School FYI

The Legislature raised the threshold for purchases and labor school districts can do on their own without having to seek competitive bids – the first such change since 1994.

Districts can now use in-house labor for building, improvements or repairs estimated to cost $40,000 or less, up from $15,000. Schools also can purchase furniture, supplies or equipment of up to $40,000 without bidding.

Purchases between $40,000 and $75,000 require competitive quotes, while purchases estimated more than $75,000 require bids. That’s up from $50,000.

The formal bid threshold for public works projects was raised from $50,000 to $100,000.

The changes give districts more flexibility on when to use their own expertise or seek bids, a process that takes time and money.

Snohomish officials attend Utah conference

Snohomish School District used more than $25,000 of Initiative 728 funds to pay the way for 21 administrators to attend a conference in Utah.

The Professional Learning Communities Institute talked about how school leaders can create an environment that encourages teachers to work together, build consensus and actively seek the best ways to raise student achievement.

I-728, passed by voters in 2000, gives schools money for school improvement, including professional development. For 2005-06, Snohomish School District plans to spend $371,204, or 14 percent of its allotment, on professional development.

The conference was held June 23-25 in the Salt Lake City area.

All but one principal and all but one assistant principal attended, along with five central office administrators, including Superintendent Bill Mester.

Edmonds School District principals take their posts

New leaders have taken the helms of several schools in the Edmonds district.

Lynne Behrendt was named interim principal at Beverly Elementary School, where she was an administrative intern last year. She previously was a learning support teacher at Maplewood school since 2000.

Behrendt takes over for Tony Byrd, who left after three years to be principal of Cedar Valley Community School. He replaces Gayle Everly, who took a job in Seattle Public Schools.
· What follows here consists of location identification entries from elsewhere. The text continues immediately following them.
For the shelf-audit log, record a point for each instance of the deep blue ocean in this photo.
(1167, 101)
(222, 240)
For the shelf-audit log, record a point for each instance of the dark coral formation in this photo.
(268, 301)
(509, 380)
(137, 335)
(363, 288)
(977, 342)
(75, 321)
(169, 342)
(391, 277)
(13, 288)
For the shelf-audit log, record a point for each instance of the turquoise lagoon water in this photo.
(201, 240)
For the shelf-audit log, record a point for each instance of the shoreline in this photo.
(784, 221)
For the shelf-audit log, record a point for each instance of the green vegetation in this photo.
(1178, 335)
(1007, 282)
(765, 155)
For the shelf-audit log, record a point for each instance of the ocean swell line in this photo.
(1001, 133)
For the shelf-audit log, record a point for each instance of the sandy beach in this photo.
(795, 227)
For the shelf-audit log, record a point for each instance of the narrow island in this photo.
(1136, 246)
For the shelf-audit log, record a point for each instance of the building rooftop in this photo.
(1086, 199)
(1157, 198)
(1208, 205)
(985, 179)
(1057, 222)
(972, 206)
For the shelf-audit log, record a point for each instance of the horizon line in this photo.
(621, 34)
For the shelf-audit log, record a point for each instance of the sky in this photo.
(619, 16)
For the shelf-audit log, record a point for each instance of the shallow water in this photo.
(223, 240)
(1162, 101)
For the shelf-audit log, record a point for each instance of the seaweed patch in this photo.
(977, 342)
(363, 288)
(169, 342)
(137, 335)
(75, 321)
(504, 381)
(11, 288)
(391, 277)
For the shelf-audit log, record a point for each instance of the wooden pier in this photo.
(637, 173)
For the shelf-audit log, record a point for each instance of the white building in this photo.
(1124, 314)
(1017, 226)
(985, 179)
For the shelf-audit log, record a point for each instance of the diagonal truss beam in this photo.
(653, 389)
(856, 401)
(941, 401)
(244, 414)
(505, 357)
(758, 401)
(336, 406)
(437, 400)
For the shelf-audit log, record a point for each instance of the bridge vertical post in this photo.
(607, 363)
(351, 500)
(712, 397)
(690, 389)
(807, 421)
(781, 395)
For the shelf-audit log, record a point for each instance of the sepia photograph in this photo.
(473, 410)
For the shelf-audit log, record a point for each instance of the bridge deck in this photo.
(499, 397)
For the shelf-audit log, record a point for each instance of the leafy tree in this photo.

Shelley Habenicht was chosen principal of College Place Elementary, having served last year as an elementary assistant principal in the Renton School District. She previously taught first and second grades.

Christine Kessler is principal of Sherwood Elementary, replacing Richard Kincaid, who retired. Kessler was an elementary assistant principal in the Seattle School District the previous two years.

Greg Willis is principal of Oak Heights Elementary, replacing Craig Madsen, who retired. Willis was principal of Langley Middle School in the South Whidbey School District for 20 years. Willis also was acting superintendent of that school district for a time.